When the sample dewpoint can run higher than room temperature, the sampling lines and all sampling equipment must be heated to avoid condensation in the sample lines. In this regard, it is always desirable to have the hygrometer at the highest point in the system and to provide a bleed valve at the lowest point. When the gas to be monitored is at a high pressure, if it is run through a pressure regulator to drop it to a slight positive gauge pressure, this can serve two purposes. First, it can often drop the vapor pressure to the point where the high dewpoint in the gas sample is now lower at the sensor and it is lower than the room temperature so that heating the lines is no longer a problem. Second, the need to provide high pressure components as the flow gages, is eliminated.

The sample system must be absolutely leak tight. It can be bubble tested at all joints if it is pressurized to about 5 psig. If no other pressure source is available, the sample pump can be used to pressurize the system by reconnecting it for the test.

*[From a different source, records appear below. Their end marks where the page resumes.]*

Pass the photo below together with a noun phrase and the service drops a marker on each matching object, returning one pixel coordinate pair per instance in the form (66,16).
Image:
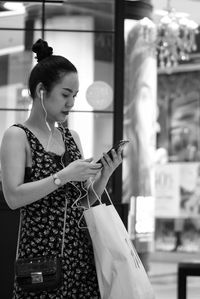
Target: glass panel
(15,65)
(101,14)
(20,14)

For most installations flexible tubing from the process line to the sensor is adequate. For installations demanding rigid sampling lines, stainless steel with swage or flair fittings is the preferred tubing. Normally, 1/4" diameter tubing is adequate to provide the 0.5 to 1.5 SCFH required by the sensor. This flow rate is usually not critical. For dew points above 0° C, TygonÔ tubing is adequate. At lower water vapor levels, a polyethylene or TeflonÔ tubing should be used if a flexible installation is required. Stainless steel tubing is always the best all around choice for sampling hardware if you can justify its relatively high cost in your application.